# Granite Peak Edit (first edit)



## gprider_capita (Feb 17, 2011)

This is my first edit i have ever made i would like some constructive criticism if you can. I used a point and shoot camera so sorry about the quality but i am looking at the contour roam for future edits. This is just clips from today that were basically warm up runs.

Bring On the Criticism :dunno:

http://www.youtube.com/watch?v=bpyPDA8k5H0&feature=youtu.be


----------



## slyder (Jan 18, 2010)

I can do without all the swearing, better music selection!!!!
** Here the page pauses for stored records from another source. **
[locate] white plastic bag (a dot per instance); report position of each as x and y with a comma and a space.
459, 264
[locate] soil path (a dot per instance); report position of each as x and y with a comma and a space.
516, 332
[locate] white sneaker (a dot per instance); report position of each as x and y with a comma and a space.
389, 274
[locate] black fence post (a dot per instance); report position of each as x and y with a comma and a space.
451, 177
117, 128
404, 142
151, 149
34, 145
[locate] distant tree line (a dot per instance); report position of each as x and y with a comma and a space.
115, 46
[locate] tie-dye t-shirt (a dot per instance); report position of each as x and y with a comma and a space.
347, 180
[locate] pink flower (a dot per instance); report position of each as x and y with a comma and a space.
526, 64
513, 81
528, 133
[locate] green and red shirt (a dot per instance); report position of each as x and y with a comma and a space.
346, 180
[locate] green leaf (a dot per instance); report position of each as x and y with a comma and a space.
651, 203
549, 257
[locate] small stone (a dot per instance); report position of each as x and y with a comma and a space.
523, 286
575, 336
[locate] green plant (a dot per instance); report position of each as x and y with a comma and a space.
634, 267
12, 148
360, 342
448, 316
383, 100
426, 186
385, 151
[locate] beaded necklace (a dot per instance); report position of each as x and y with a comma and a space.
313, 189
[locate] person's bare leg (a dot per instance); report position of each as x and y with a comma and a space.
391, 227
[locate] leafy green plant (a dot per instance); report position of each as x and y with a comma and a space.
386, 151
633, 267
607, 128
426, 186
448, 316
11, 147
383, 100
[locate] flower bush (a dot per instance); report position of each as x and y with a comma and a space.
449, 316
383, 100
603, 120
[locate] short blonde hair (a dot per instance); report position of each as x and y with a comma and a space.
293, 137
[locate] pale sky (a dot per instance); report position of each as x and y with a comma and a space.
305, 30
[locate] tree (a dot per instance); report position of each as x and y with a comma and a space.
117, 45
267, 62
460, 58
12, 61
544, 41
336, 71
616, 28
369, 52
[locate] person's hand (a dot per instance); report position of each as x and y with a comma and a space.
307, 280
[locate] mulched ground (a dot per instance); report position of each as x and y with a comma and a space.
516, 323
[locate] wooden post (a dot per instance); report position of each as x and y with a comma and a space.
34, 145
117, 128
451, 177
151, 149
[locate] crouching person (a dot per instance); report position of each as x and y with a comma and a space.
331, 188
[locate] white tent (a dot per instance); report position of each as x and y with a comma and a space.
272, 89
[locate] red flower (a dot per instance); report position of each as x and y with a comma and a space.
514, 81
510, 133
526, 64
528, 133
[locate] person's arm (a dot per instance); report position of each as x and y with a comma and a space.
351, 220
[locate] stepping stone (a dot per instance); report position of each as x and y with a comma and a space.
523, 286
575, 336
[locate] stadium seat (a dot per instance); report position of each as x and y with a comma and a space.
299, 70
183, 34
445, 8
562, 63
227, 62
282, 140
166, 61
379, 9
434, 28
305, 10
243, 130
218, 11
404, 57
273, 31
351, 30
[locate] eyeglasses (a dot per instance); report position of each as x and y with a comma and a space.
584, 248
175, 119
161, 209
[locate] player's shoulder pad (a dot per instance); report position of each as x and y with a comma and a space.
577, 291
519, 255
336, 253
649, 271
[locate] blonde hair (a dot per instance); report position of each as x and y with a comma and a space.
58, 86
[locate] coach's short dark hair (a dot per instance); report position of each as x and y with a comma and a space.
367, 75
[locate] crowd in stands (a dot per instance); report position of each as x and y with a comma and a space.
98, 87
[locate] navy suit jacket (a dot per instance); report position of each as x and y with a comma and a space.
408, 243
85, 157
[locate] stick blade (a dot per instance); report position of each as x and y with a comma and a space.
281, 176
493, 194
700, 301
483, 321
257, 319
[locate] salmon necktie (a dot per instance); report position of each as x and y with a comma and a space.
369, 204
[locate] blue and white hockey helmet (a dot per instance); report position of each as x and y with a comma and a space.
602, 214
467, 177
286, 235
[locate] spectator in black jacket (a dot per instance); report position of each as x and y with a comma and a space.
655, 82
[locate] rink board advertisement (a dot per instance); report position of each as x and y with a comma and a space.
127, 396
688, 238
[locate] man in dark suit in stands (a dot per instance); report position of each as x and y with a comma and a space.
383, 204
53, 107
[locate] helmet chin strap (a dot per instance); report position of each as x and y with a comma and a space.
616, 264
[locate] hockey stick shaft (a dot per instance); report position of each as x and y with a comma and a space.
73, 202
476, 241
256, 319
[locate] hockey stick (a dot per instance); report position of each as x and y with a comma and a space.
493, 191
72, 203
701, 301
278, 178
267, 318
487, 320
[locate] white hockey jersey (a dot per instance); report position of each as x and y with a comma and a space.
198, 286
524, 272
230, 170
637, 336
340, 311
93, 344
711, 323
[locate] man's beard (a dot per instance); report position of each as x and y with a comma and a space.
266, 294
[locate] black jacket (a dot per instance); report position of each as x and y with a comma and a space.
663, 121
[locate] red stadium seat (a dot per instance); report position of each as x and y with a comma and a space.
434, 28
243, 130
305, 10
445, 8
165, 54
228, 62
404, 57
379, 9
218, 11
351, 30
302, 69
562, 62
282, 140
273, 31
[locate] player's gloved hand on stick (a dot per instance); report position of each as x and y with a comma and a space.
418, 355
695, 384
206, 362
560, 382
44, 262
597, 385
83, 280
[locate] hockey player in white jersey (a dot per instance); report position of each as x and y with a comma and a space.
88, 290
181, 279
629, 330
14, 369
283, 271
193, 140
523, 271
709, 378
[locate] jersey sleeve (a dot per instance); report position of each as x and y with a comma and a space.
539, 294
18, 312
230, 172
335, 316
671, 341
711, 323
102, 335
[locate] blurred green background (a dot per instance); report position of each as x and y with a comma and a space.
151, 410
Headin to GP in a few weeks...I hope...


----------



## Derp (Feb 3, 2012)

slyder said:


> Headin to GP in a few weeks...I hope...


Hoping we at least get some snow with the storm that is suppose to hit on Sunday night and through Monday. After that I will give you a fresh update.


----------



## oefdevilvet (Feb 4, 2011)

Derp said:


> Hoping we at least get some snow with the storm that is suppose to hit on Sunday night and through Monday. After that I will give you a fresh update.
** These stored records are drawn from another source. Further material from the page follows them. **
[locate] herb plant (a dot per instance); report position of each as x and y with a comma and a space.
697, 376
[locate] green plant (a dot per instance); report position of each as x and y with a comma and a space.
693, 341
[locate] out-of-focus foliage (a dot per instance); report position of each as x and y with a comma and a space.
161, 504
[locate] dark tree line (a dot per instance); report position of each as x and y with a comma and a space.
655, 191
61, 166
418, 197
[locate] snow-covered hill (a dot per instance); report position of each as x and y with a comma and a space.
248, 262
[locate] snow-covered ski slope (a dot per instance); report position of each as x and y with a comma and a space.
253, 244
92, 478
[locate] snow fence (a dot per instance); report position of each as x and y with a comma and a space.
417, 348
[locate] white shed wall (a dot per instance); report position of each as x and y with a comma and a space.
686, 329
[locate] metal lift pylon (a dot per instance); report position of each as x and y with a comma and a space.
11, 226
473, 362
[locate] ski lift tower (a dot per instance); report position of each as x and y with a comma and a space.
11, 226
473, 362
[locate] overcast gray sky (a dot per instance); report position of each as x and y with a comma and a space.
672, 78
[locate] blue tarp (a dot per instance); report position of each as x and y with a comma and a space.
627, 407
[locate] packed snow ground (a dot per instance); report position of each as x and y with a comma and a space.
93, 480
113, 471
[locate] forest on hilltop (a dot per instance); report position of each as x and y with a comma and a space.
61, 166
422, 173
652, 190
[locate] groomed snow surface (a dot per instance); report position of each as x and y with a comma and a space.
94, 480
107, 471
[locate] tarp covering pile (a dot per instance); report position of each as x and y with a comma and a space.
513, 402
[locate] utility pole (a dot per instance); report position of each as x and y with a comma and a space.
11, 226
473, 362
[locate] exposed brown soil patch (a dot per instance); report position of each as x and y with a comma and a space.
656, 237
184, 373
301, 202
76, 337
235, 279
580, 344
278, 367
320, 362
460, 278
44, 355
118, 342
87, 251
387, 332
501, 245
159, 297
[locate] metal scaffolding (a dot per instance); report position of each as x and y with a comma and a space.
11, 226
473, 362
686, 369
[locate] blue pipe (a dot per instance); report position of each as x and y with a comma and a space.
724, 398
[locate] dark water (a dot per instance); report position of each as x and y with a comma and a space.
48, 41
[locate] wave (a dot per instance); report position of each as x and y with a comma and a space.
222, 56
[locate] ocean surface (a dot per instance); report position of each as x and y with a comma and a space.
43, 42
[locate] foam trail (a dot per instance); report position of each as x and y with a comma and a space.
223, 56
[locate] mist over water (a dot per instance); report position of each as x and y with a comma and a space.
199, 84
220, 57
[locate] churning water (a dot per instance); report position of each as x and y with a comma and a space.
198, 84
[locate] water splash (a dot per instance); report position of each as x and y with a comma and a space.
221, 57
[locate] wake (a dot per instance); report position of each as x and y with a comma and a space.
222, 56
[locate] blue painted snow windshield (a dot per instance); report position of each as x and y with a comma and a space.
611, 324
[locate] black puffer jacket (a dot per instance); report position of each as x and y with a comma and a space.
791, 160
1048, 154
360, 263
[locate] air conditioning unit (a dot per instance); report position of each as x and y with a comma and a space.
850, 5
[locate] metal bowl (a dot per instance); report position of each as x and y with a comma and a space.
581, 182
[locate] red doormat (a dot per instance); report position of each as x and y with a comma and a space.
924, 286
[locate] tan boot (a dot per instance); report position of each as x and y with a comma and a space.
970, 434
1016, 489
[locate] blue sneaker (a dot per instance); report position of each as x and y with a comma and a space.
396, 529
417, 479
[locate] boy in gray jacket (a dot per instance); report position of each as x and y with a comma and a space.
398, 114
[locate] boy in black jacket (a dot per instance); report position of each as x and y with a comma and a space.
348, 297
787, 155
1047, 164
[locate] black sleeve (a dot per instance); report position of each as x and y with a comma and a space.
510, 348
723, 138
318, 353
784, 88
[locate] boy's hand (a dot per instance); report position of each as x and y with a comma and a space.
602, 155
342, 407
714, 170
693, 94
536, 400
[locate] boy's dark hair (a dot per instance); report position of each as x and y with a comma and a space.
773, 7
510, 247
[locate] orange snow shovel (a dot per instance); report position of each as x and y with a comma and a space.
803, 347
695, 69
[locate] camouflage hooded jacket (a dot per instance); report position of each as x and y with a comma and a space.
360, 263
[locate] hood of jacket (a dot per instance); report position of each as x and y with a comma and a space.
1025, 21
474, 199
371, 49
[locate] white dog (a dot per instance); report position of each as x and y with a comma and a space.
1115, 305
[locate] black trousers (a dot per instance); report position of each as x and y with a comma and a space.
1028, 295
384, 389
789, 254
Do you have a season pass to GP?


----------



## Derp (Feb 3, 2012)

oefdevilvet said:


> Do you have a season pass to GP?


My wife works in the office (nights) and my son is a lift-op (nights).


----------



## gprider_capita (Feb 17, 2011)

We are getting some light snow right now and hopefully it keeps on snowing. But the storm is supposedly going north now the meteorologists said, hopefully they are wrong


----------



## oefdevilvet (Feb 4, 2011)

gprider_capita said:


> We are getting some light snow right now and hopefully it keeps on snowing. But the storm is supposedly going north now the meteorologists said, hopefully they are wrong


Definitely snow at Mount Bohemia right now maybe 4-6" in on the way and it's supposed to snow part of tomorrow and from Sunday-Tuesday.


----------



## metric (Jan 16, 2011)

gprider_capita said:


> We are getting some light snow right now and hopefully it keeps on snowing. But the storm is supposedly going north now the meteorologists said, hopefully they are wrong


Yeah - I wouldn't expect much, you're going to get the same disappointment we did here in MN. They were hyping this storm in Minneapolis for the past week, and now it's all going north and we're supposed to get flurries on Sunday instead of the 6"+ they were talking about all week...lol. This winter is so pathetic it makes me laugh.


----------



## gprider_capita (Feb 17, 2011)

metric said:


> Yeah - I wouldn't expect much, you're going to get the same disappointment we did here in MN. They were hyping this storm in Minneapolis for the past week, and now it's all going north and we're supposed to get flurries on Sunday instead of the 6"+ they were talking about all week...lol. This winter is so pathetic it makes me laugh.


Last year was one of the best winters we've ever had and this year is pretty much the worst we ever had. only up north are any of the snowmobile trails actually open.


----------



## oefdevilvet (Feb 4, 2011)

metric said:


> Yeah - I wouldn't expect much, you're going to get the same disappointment we did here in MN. They were hyping this storm in Minneapolis for the past week, and now it's all going north and we're supposed to get flurries on Sunday instead of the 6"+ they were talking about all week...lol. This winter is so pathetic it makes me laugh.


This winter does indeed suck but here we are getting lake effect.


----------